Correlation Between Microsoft and Prime Oil
Can any of the company-specific risk be diversified away by investing in both Microsoft and Prime Oil at the same time? Although using a correlation coefficient on its own may not help to predict future stock returns, this module helps to understand the diversifiable risk of combining Microsoft and Prime Oil into the same portfolio, which is an essential part of the fundamental portfolio management process.
By analyzing existing cross correlation between Microsoft and Prime Oil Chemical, you can compare the effects of market volatilities on Microsoft and Prime Oil and check how they will diversify away market risk if combined in the same portfolio for a given time horizon. You can also utilize pair trading strategies of matching a long position in Microsoft with a short position of Prime Oil. Check out your portfolio center. Please also check ongoing floating volatility patterns of Microsoft and Prime Oil.
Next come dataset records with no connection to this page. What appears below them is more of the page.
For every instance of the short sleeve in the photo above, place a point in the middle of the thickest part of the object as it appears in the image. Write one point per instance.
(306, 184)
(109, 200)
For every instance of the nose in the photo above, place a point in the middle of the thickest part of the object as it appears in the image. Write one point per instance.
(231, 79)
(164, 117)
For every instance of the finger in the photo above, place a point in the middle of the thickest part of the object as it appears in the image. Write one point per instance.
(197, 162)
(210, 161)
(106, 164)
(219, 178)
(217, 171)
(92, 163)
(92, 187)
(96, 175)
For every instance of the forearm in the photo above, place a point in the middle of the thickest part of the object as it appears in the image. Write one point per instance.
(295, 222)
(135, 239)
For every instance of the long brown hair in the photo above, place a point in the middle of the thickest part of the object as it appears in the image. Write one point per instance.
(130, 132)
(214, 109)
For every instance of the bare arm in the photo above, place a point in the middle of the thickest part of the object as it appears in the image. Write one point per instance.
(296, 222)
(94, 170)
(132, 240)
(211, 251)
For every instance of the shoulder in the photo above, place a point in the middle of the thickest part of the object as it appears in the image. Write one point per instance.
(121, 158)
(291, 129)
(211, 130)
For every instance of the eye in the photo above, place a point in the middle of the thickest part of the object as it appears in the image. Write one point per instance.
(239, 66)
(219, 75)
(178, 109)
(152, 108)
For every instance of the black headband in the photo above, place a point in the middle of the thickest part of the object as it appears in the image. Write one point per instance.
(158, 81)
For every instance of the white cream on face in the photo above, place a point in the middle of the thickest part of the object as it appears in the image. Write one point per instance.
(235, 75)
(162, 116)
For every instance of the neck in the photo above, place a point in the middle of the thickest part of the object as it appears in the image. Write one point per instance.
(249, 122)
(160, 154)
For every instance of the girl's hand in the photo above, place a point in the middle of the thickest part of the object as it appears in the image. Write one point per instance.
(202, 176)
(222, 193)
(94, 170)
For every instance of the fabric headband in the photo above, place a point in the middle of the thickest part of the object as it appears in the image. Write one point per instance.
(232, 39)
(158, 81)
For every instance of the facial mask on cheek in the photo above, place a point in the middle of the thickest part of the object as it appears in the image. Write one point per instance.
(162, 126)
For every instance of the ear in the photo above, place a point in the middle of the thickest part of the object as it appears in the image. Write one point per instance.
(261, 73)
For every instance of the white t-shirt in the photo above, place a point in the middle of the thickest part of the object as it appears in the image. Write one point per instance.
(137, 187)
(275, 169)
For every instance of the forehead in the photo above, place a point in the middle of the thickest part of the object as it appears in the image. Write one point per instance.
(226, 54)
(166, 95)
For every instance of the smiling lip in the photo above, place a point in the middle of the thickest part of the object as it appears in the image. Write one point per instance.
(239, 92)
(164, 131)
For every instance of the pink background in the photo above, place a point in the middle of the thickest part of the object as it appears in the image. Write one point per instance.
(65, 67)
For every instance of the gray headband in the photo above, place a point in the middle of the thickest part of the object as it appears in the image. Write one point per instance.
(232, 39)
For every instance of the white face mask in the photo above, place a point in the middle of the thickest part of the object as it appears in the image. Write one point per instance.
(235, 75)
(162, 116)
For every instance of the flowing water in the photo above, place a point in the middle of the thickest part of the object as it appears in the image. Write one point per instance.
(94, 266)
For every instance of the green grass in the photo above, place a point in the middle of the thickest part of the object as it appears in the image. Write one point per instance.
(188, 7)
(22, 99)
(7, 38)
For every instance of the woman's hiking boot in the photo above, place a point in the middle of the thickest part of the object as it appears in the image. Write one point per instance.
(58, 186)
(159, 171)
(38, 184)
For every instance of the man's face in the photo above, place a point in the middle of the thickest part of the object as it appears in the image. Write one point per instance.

Diversification Opportunities for Microsoft and Prime Oil
Very good diversification
The 3 months correlation between Microsoft and Prime is -0.33. Overlapping area represents the amount of risk that can be diversified away by holding Microsoft and Prime Oil Chemical in the same portfolio, assuming nothing else is changed. The correlation between historical prices or returns on Prime Oil Chemical and Microsoft is a relative statistical measure of the degree to which these equity instruments tend to move together. The correlation coefficient measures the extent to which returns on Microsoft are associated (or correlated) with Prime Oil. Values of the correlation coefficient range from -1 to +1, where. The correlation of zero (0) is possible when the price movement of Prime Oil Chemical has no effect on the direction of Microsoft i.e., Microsoft and Prime Oil go up and down completely randomly.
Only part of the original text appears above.